- A maioria dos sommeliers afirma que, para a maioria dos queijos, o vinho branco funciona melhor do que o tinto.
- O motivo é que queijos gordurosos podem deixar a boca saturada; vinhos brancos ajudam a “limpar” o paladar sem trazer amargor acentuado.
- O vinho tinto pode soar amargo ou acentuado quando combinado com queijos fortes; o fungo penicillium na casca pode aumentar esse amargor.
- A estética da bebida ideal varia conforme o queijo: combinações com sauvignon e queijo de cabra, ou com vinhos brancos secos, doces ou de regiões como Pacherenc du Vic-Bilh e Jurançon, são citadas como exemplos.
- Em placas com queijos mais potentes, vinhos tintos velhos, menos taninos, podem funcionar, desde que haja equilíbrio com a intensidade do queijo, como Époisses com Pinot Noir de uma casa renomada.
O tema divide especialistas e apreciadores: com a maioria dos queijos, o vinho branco costuma harmonizar melhor do que o tinto. A afirmação não é apenas gosto popular, mas resultado de uma leitura técnica sobre acidez, amargor e sensação na boca.
Entre os motivos para evitar o tinto em muitos casos, está a sensação de filme gorduroso na boca após consumir queijos mais gordurosos, que pede algo que funcione como enxaguante. Nesse cenário, a ascrição de astringência pode favorecer o branco.
Gabriel Lepousez, neurobiologista, enfatiza que a cor influencia a percepção sensorial. Ele aponta que vinhos tintos podem ser amargos demais para alguns queijos, reforçando sabores que não privilegiam a harmonia entre os dentes e a crosta.

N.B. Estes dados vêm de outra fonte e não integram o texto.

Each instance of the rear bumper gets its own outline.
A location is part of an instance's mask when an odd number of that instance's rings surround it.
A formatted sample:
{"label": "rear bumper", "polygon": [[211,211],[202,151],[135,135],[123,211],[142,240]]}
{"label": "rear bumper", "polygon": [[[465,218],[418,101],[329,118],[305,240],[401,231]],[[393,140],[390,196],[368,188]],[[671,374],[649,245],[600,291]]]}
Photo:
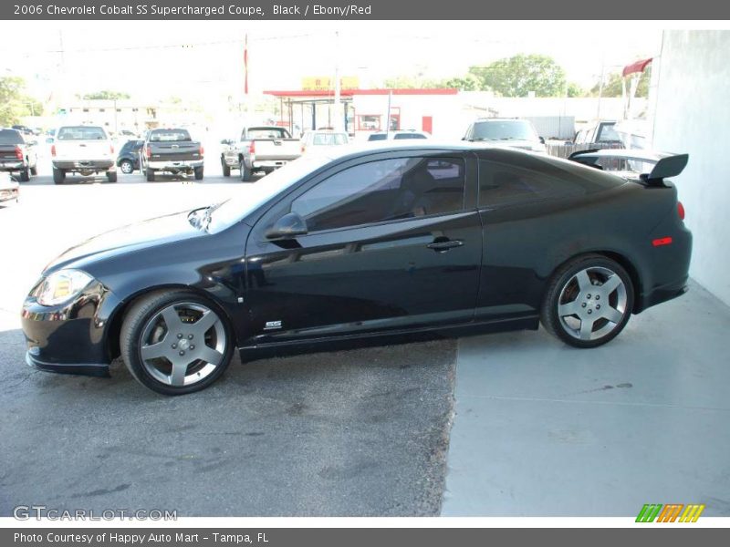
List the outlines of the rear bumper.
{"label": "rear bumper", "polygon": [[113,160],[54,160],[53,167],[64,170],[100,171],[114,168]]}

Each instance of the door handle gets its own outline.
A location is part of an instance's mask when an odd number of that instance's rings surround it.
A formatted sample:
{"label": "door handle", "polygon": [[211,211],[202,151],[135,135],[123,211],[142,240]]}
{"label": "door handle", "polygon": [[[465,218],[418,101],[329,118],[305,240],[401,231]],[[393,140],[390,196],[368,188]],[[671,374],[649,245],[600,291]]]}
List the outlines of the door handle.
{"label": "door handle", "polygon": [[433,242],[433,243],[426,245],[426,247],[429,249],[433,249],[438,253],[445,253],[449,249],[461,247],[462,245],[464,245],[464,242],[461,240],[447,240],[445,242]]}

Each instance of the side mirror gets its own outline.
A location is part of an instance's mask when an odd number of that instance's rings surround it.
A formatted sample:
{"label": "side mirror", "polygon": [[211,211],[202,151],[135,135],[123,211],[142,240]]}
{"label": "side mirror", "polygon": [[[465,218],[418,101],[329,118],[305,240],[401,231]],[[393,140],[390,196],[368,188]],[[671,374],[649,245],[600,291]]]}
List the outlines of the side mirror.
{"label": "side mirror", "polygon": [[298,212],[289,212],[266,231],[266,239],[294,239],[308,232],[307,222]]}

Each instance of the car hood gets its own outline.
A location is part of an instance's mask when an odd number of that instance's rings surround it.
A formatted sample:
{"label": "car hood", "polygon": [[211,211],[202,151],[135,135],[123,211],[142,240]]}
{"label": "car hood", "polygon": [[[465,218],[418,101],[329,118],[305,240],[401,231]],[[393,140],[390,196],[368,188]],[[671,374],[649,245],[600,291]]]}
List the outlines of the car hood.
{"label": "car hood", "polygon": [[67,250],[46,266],[44,274],[65,267],[83,268],[99,259],[208,235],[188,222],[189,214],[184,211],[105,232]]}

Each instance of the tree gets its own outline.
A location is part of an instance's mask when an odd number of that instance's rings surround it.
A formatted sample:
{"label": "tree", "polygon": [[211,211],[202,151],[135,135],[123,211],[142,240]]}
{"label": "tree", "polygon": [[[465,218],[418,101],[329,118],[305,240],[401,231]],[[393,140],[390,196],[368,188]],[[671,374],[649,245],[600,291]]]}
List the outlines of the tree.
{"label": "tree", "polygon": [[0,126],[19,123],[24,116],[41,114],[43,105],[26,93],[26,82],[22,77],[0,77]]}
{"label": "tree", "polygon": [[122,98],[130,98],[130,94],[123,91],[110,91],[108,89],[103,89],[101,91],[87,93],[81,98],[85,100],[120,100]]}
{"label": "tree", "polygon": [[[620,97],[621,96],[621,77],[620,72],[612,72],[609,75],[607,80],[603,82],[603,89],[600,89],[600,82],[596,82],[596,85],[591,88],[589,95],[590,97],[598,97],[599,90],[600,90],[601,97]],[[628,93],[630,88],[630,79],[626,78],[626,91]],[[649,96],[649,70],[645,70],[639,79],[639,87],[636,88],[636,97],[648,97]]]}
{"label": "tree", "polygon": [[516,55],[486,67],[471,67],[469,73],[481,82],[480,88],[493,89],[504,97],[561,97],[566,92],[565,70],[545,55]]}

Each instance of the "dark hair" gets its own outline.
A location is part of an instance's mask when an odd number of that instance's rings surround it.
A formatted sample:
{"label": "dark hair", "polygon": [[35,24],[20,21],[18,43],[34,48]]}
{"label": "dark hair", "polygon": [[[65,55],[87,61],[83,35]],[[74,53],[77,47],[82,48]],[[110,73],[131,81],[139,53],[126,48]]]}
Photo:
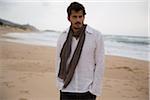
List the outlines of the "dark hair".
{"label": "dark hair", "polygon": [[72,10],[74,10],[74,11],[82,10],[83,11],[83,15],[86,15],[84,6],[82,4],[80,4],[80,3],[78,3],[78,2],[72,2],[69,5],[69,7],[67,8],[68,17],[71,15],[71,11]]}

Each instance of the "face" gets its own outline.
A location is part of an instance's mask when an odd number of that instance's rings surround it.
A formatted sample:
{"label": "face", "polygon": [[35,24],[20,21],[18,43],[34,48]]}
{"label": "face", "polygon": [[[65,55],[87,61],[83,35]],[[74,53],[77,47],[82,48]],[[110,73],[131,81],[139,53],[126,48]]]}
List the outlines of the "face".
{"label": "face", "polygon": [[68,17],[68,20],[71,23],[73,30],[80,29],[84,24],[84,15],[83,11],[71,11],[71,15]]}

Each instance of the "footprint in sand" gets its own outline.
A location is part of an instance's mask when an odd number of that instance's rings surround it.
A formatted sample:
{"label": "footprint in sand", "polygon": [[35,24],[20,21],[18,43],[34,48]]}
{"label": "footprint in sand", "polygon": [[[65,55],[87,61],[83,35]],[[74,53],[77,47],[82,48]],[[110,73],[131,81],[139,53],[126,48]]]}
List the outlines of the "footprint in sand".
{"label": "footprint in sand", "polygon": [[29,90],[20,90],[21,94],[30,94]]}
{"label": "footprint in sand", "polygon": [[19,98],[19,100],[28,100],[27,98]]}
{"label": "footprint in sand", "polygon": [[2,86],[6,86],[8,88],[15,87],[15,85],[13,84],[13,81],[2,82],[1,84],[2,84]]}

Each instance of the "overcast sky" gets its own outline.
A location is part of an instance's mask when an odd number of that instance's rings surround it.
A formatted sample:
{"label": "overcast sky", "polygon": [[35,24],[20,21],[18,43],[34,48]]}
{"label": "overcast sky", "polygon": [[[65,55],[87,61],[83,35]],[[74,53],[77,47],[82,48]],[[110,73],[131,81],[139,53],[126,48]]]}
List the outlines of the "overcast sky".
{"label": "overcast sky", "polygon": [[[66,9],[71,1],[0,0],[0,18],[63,31],[70,25]],[[148,35],[148,0],[74,1],[85,6],[85,23],[103,34]]]}

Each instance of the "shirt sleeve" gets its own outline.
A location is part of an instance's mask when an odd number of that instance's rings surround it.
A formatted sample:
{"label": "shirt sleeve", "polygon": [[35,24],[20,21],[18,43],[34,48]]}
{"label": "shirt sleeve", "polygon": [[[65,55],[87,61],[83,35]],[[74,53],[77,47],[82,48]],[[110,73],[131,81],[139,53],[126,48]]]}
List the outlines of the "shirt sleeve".
{"label": "shirt sleeve", "polygon": [[61,42],[62,42],[62,35],[60,35],[59,39],[57,40],[57,47],[56,47],[56,58],[55,58],[55,72],[56,72],[56,87],[60,90],[63,86],[62,82],[63,80],[61,80],[58,77],[58,73],[59,73],[59,65],[60,65],[60,52],[61,52]]}
{"label": "shirt sleeve", "polygon": [[94,55],[95,70],[90,92],[94,95],[100,96],[102,92],[102,80],[104,76],[104,41],[100,33],[96,38],[96,48]]}

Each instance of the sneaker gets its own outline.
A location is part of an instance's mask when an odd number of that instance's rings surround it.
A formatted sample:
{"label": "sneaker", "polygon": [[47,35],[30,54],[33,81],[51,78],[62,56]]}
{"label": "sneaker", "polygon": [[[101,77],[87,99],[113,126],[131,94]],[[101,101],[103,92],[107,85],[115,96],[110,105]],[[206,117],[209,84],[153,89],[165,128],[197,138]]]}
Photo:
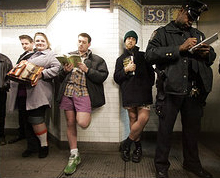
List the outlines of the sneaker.
{"label": "sneaker", "polygon": [[46,158],[49,153],[49,146],[40,147],[38,158]]}
{"label": "sneaker", "polygon": [[32,151],[27,149],[22,153],[22,157],[23,158],[30,157],[33,153],[37,153],[37,151]]}
{"label": "sneaker", "polygon": [[132,162],[134,163],[139,163],[141,161],[141,157],[142,157],[142,148],[141,147],[137,147],[132,154]]}
{"label": "sneaker", "polygon": [[22,136],[16,136],[15,138],[9,140],[8,143],[13,144],[13,143],[18,142],[18,141],[23,140],[23,139],[24,139],[24,137],[22,137]]}
{"label": "sneaker", "polygon": [[0,146],[6,145],[6,144],[7,144],[7,142],[5,140],[5,137],[0,137]]}
{"label": "sneaker", "polygon": [[69,162],[64,169],[64,173],[67,175],[74,173],[76,171],[76,166],[80,164],[80,162],[81,162],[81,158],[79,154],[71,155],[69,157]]}

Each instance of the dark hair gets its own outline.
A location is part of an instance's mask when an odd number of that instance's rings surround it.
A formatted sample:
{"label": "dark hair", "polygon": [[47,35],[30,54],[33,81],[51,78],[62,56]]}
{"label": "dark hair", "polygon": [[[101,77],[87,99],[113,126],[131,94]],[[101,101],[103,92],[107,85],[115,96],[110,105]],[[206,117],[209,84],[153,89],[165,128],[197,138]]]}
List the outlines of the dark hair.
{"label": "dark hair", "polygon": [[50,48],[50,42],[49,42],[47,36],[46,36],[44,33],[42,33],[42,32],[37,32],[37,33],[35,33],[35,35],[34,35],[34,40],[35,40],[36,36],[38,36],[38,35],[45,38],[45,40],[46,40],[46,42],[47,42],[47,45],[48,45],[48,49],[51,49],[51,48]]}
{"label": "dark hair", "polygon": [[92,41],[91,36],[89,36],[89,34],[87,34],[87,33],[80,33],[80,34],[78,35],[78,37],[79,37],[79,36],[88,38],[88,43],[90,43],[90,42]]}
{"label": "dark hair", "polygon": [[20,35],[19,40],[27,39],[30,43],[33,43],[34,40],[29,35]]}

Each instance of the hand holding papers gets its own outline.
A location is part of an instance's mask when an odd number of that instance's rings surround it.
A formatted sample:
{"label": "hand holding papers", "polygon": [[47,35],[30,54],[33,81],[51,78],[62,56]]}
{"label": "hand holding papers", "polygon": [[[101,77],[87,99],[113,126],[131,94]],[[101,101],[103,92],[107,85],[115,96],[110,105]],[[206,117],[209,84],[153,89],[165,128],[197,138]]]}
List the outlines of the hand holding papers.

Por que o branco costuma vencer
A ausência de amargor marcante no branco costuma favorecer a combinação com a maioria dos queijos. Degustadores costumam citar combinações clássicas como Sauvignon com queijo de cabra, ou vinhos brancos com queijos frescos, que mantêm equilíbrio entre acidez e textura.
No entanto, a escolha precisa depende do queijo. Queijos fortes e gordurosos exigem brancos com acidez adequada ou brancos mais suaves para não desequilibrar o paladar. Vinhos do tipo seco ou levemente adocicado podem funcionar conforme o caso.
Exemplos e orientações de emparelhamento
Em queijos de mountain regions, por exemplo, brancos com fruta mais agressiva nem sempre são ideais. Lepousez cita que vinhos brancos muito secos ou muito ácidos podem prejudicar o equilíbrio com queijos de sabor intenso.
Entre opções indicadas para queijos específicos, aparecem o pacherenc du Vic-Bilh seco e o jurançon, que tendem a complementar queijos mais encorpados sem exagerar na acidez. A ideia é ajustar a acidez, a doçura e a gordura do queijo.
Quando o tinto pode funcionar
Alguns vinhos tintos pouco tânicos e mais antigos podem acompanhar queijos fortes que suportam o peso do alimento. Nesses casos, a oxidação suave do vinho pode reduzir a presença de taninos para equilibrar a degustação, desde que o queijo tenha personalidade suficiente para acompanhar.
Como exemplo, Lepousez menciona uma combinação com um pinot noir envelhecido que, em certas situações, pairing com queijo mais marcante, como o époisses, pode funcionar bem devido à presença de aromas que resistem ao paladar.